(This is the 17th chapter in this semi-autobiographical series. All the previous chapters in this series can be found on the column to the right. Go here to start at the beginning.)
In Part 7 of this series, I discussed the beginning of my acoustic band, Scupanon, in 2013. In this chapter will finish the story of Scupanon from where I left off and take it to its end in 2020.
As I mentioned in Part 7, percussionist Sam Caston joined violinist Paul Ermisch and I in 2013, and suggested the name Scupanon. We played several gigs in 2013 and 2014, and then Sam moved to Fort Collins, and could no longer be a full-time member of the group.
Paul and I continued to play as a duo, and we had a couple of upright bass players join us briefly, as well as another percussionist. But none of them stuck. Then towards the end of 2017, I met Janet Lipson, who said she was singing backing vocals for the Wendy Clark Band. I asked if she’d also like to sing with me, and she agreed. For the next two years, Scupanon was a trio consisting of Paul, Janet and I. (Janet would also join my rock band, Electric Poetry. See the previous chapter.)
At the beginning of 2020, Paul Ermisch informed me that, after 10 years of playing with me, he was ready to retire from Scupanon. We quickly found a replacement in Diamond Jim Hewitt, who played fiddle, mandolin and mandola. Jim would play with Janet and I for the next year. But I’m getting ahead of myself.
By 2016 I discovered that the breweries were a good place to book acoustic gigs. They paid a little bit– more than the conventional venues– and, also unlike the latter, had a built-in crowd which allowed me to reach new people with my music and make new fans. The breweries would be the main venues for Scupanon shows from this point on. Some of my favorites were: Upslope in Boulder, Grossen Bart in Longmont, and the Broken Plow in Greeley.
Throughout 2018 and 2019, between Scupanon and Electric Poetry, I was playing a gig a month– or more. Live performance was now the main focus of my music career. I didn’t have much time for songwriting. Keep in mind that I was doing all the administrative and promotional work for both bands. And I had a day job.
With all the Scupanon and Electric Poetry gigs, the fan base for my music and my bands was growing. One fan at a time, little by little. No big breaks– no famous person discovered me and told the world about me. I wasn’t young and pretty, so no music biz person took me under their wing and said they would make me a star. I had no rich husband, wife, boyfriend or girlfriend to open their wallet and bankroll recordings, tours and promotion for me. I was achieving success solely by my own hard work and commitment. Maybe it’s better that way.

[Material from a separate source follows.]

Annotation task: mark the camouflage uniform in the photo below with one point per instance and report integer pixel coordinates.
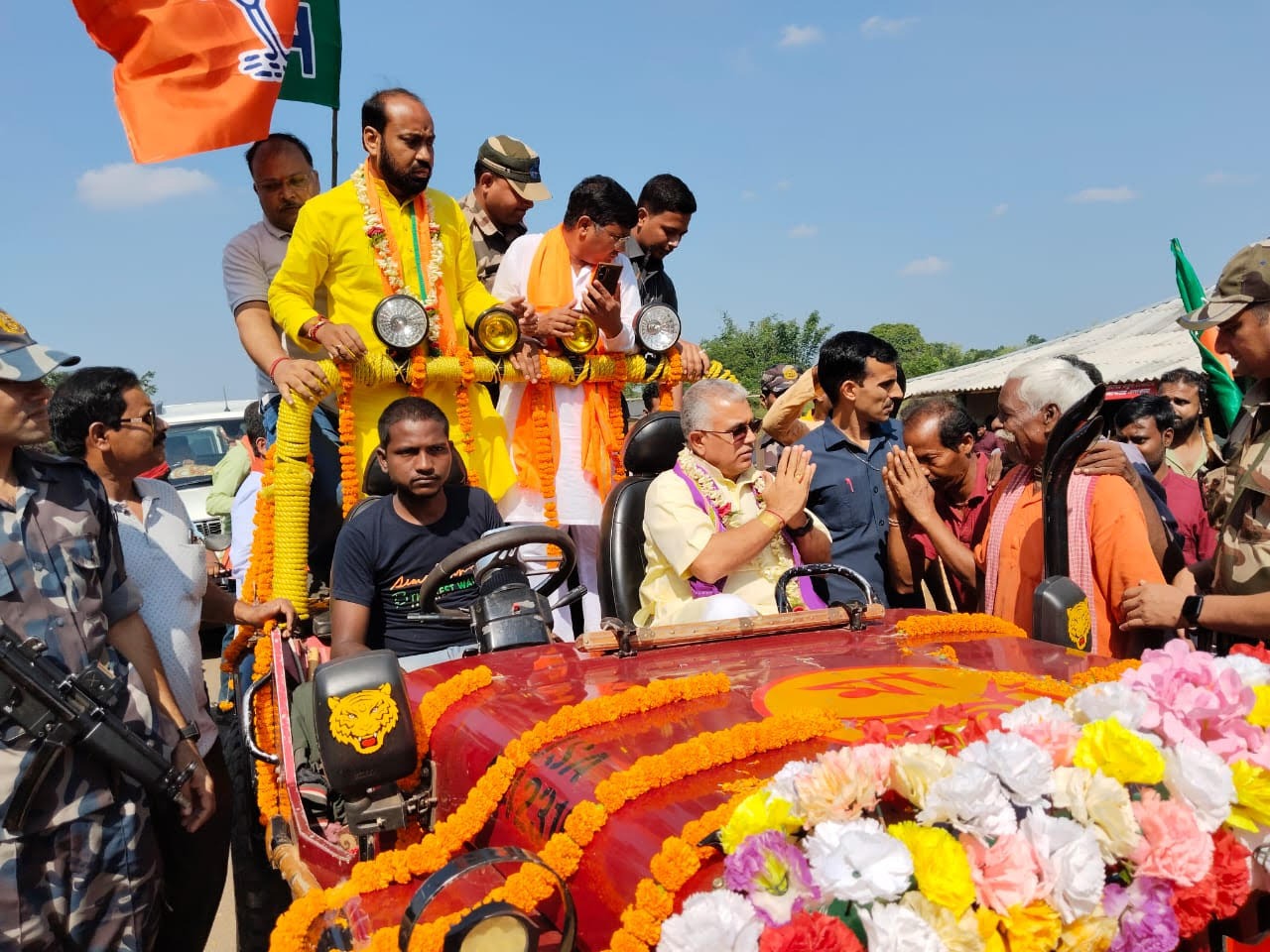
(489, 241)
(82, 871)
(1238, 499)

In addition to the breweries, I also booked gigs at traditional venues. The most important folk venue in Denver was Swallow Hill. I played solo gigs there solo in 2008, 2010 and 2013, and with Paul Ermisch in 2014 and 2016. In the fall of 2019, Scupanon– Janet, Jim and I– played Swallow Hill Cafe, almost filling the room. This would be the crowning Scupanon show.

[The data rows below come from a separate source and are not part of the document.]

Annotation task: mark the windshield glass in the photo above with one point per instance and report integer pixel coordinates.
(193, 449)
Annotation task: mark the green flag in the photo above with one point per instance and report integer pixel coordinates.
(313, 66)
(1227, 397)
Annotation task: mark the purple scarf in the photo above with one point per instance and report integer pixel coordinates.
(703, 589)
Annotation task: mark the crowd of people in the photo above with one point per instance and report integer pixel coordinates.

At the beginning of 2020, Janet told me she wanted to quit as a full-time band member, and just join on occasional gigs. So Diamond Jim and I played a couple gigs without Janet, and then… all future gigs were cancelled. Covid-19 had begun. Then at the end of 2020, Diamond Jim and his wife decided to move to Wisconsin. It was time to put Scupanon to rest. It had been a long and good ride. I would play acoustic music again, with new musicians. But my focus now was on rock music– an album of rock songs, and forming a new rock band.